Understanding Governance in Kadal

How to Monitor Violations as Per the Moderation Set in Kadal

Kadal provides a governance framework to maintain a safe and respectful environment for users by monitoring violations based on pre-defined moderation rules. The system includes a list of disturbing and potentially offensive terms such as profanity, hate speech, sexual content, and more. Admins can monitor violations made by users during interactions with agents, providing detailed insights into the nature of each violation. This helps ensure that the platform remains respectful and compliant with community standards.

Steps:

  1. Log in to Kadal as an Admin.
  2. Navigate to Governance in the Admin panel.
  3. Under the Moderation tab, you’ll see a list of categories containing potentially offensive terms. These terms are automatically filtered to help ensure that interactions remain appropriate.
    • The list includes categories such as Race, Violence, Gender, Profanity, Sexuality, Swear Words, Self-Harm, Hate, Insults, Sexual Content, and Misconduct.
  4. Switch to the Violation tab.

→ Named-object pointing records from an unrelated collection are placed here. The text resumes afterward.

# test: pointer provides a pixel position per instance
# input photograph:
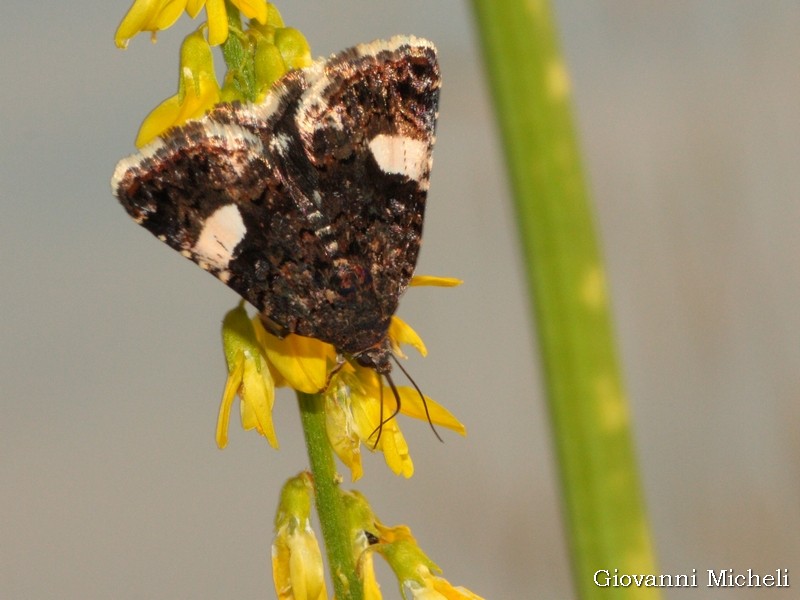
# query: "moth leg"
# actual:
(273, 327)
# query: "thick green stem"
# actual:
(330, 507)
(590, 420)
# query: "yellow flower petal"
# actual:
(217, 22)
(372, 591)
(411, 405)
(301, 361)
(193, 7)
(297, 569)
(161, 118)
(395, 450)
(401, 332)
(340, 429)
(231, 387)
(253, 9)
(258, 397)
(198, 91)
(420, 280)
(147, 15)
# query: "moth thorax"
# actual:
(376, 358)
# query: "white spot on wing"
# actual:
(221, 233)
(135, 161)
(401, 155)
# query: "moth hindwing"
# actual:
(310, 204)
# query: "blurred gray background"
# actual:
(111, 485)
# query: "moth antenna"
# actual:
(421, 395)
(379, 428)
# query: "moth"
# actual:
(310, 204)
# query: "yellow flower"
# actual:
(434, 280)
(198, 91)
(248, 376)
(297, 569)
(156, 15)
(299, 362)
(148, 15)
(358, 405)
(416, 572)
(360, 521)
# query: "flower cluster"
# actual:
(265, 51)
(297, 561)
(355, 398)
(357, 404)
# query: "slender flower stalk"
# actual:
(330, 506)
(344, 405)
(603, 502)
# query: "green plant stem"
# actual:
(330, 507)
(603, 504)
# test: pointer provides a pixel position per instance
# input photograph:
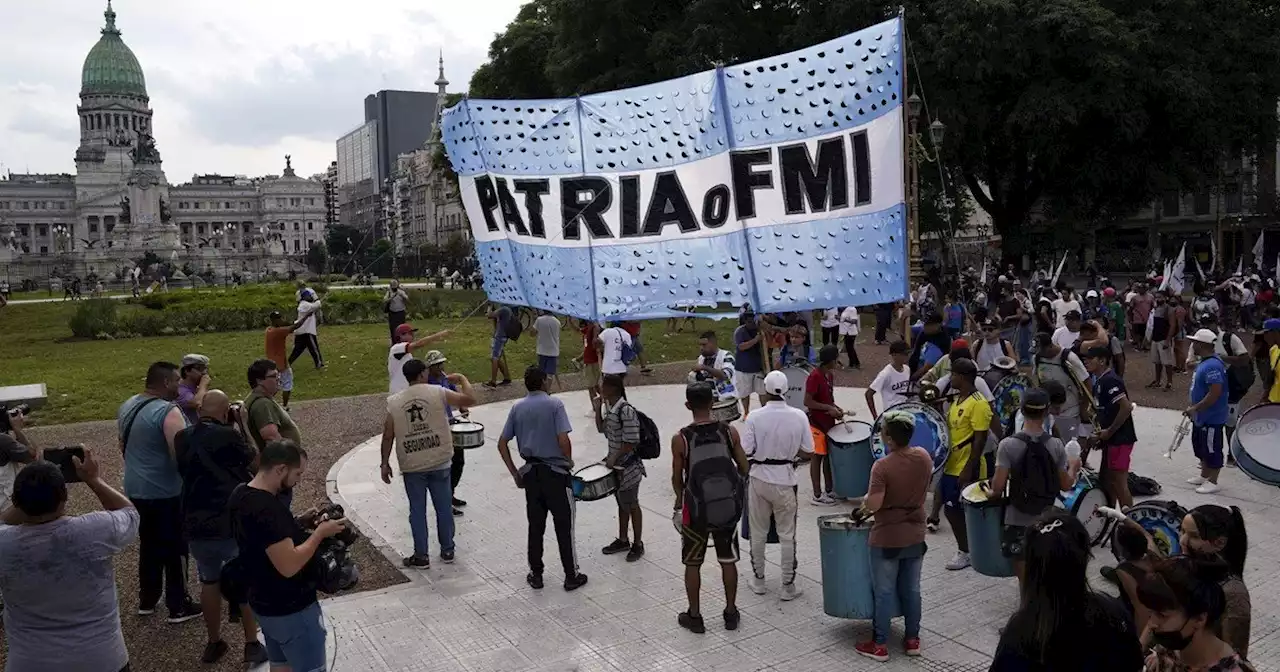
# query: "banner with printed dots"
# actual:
(777, 183)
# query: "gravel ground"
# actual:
(333, 426)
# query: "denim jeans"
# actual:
(900, 576)
(417, 485)
(296, 640)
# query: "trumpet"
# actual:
(1180, 433)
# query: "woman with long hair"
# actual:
(1185, 599)
(1060, 612)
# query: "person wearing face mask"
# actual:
(1061, 625)
(1185, 599)
(274, 552)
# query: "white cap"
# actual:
(1205, 336)
(776, 383)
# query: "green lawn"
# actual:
(88, 379)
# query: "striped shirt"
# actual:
(622, 426)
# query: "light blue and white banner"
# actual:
(776, 183)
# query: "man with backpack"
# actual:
(621, 426)
(1034, 467)
(708, 472)
(772, 439)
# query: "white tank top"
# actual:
(396, 359)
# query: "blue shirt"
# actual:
(535, 423)
(1210, 371)
(748, 360)
(150, 472)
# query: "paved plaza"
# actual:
(479, 615)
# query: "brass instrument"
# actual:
(1180, 433)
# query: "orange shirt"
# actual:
(277, 339)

Here, you’ll find a list of user violations, showing the number of violations committed by each user during their interaction with an agent.
  5. Click on the number of violations next to any user’s name to see a detailed view of the violations.
  6. In the detailed view, violations will be displayed in a table format, showing the following information:
    • Category: The type of violation (e.g., profanity, hate speech, etc.).
    • Agent Name: The name of the agent involved in the violation.
    • Input: The prompt entered by the user that triggered the violation.